When carrying out linear regression there are a number of assumptions that are made. Often these assumptions are not verified, whereas in reality they are very important to check if they are met (and do something about it, if they aren’t!). The topic of this post is residual diagnostic plots – how to generate them in R.
- There are a number of assumptions when fitting a linear regression when using unweighted linear least squares, and these assumptions are what can be checked with diagnostic plots:
- There is a linear relationship
- All the y values are known with equal precision (homoscedastic data – this is important for unweighted linear least squares (Section 2D I), but not assumed for weighted linear least squares (Section 2D II).

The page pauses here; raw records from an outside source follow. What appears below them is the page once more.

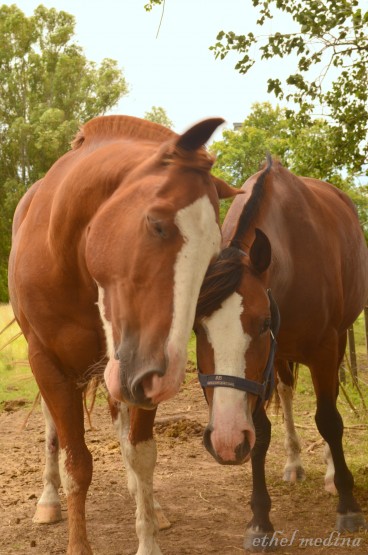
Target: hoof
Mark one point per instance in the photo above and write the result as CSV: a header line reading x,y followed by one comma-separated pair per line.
x,y
257,541
47,514
163,523
350,522
294,474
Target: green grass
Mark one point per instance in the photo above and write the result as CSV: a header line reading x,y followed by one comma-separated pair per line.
x,y
16,379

- The errors in the y values are normally distributed
- The data points are independent
Through diagnostic plots, we can check that:
- There is no trend to the residuals (i.e. that there is a linear relationship)
- The errors have constant variance
- The errors are normally distributed
- There are no influential values (outliers or high-leverage points).
To generate diagnostic plots once you have created a linear model, the code is:
par(mfrow = c(2,2))
plot(lmExample.lm)
The term "par(mfrow = c(2,2))
" asks R to plot the multiple graphs in the plot window, in a 2 x 2 grid. This command will produce four plots in the plot window when the plots are generated.
The term "plot(...)
" asks R to plot the four diagnostic residual plots for the linear model (in this case the linear model (in this case lmexample.lm) that has been calculated previously – see Part I or Part II of this section. This command will produce four plots in the plot window.
For the example data set din32645 from the envalysis package the following output is produced:
The top left plot, the Residuals vs Leverage, can help to find influential observations, if any. Influential and outlying values are generally located at the upper right corner or at the lower right corner – look for points that are beyond the Cook’s distance (dashed red line). Those spots are the places where data points can be influential against a regression line and should be removed from the data set and model-refit.
The top right plot, the Residuals vs Fitted, can identify a number of problems with the model and data.
- If the model is appropriate and fits the data well, the residuals will remain roughly uniform in magnitude as the fitted values increases, and normally distributed about 0.
- If the residuals increase as the fitted value grows, this suggests that a weighted regression model would be more appropriate.
- If the residuals show a trend, this suggests that the relationship between x and y is non-linear and a different function (i.e. quadratic) or non-linear model is appropriate.
- Residual plots can also indicate potential outliers.
The bottom left plot, the Normal Q-Q plot of residuals can be used to visually check the normality assumption. The normal Q-Q plot of residuals should approximately follow a straight line. If the points deviate strongly from this line, this indicates that the errors in y are not normally distributed (often either skewed or have long/short tails). If the data is skewed, this suggests that the relationship between x and y is non-linear and a different function / non-linear model is appropriate.
The bottom right plot, the “Scale-Location” (Studentised Residuals vs Fitted), is similar to the top right Residuals vs Fitted plot, and is particularly useful in identifying non-constant variance of the residuals.
If you do identify an issue concerning one or more of the assumptions, please make sure you do take corrective action – violating the linear regression assumptions means that your model is not appropriate for you data and any use of it could lead to incorrect conclusions…..
There is a lot of information in the diagnostic plots that you can produce and they live up to their name – diagnosing if there is a problem with your linear regression!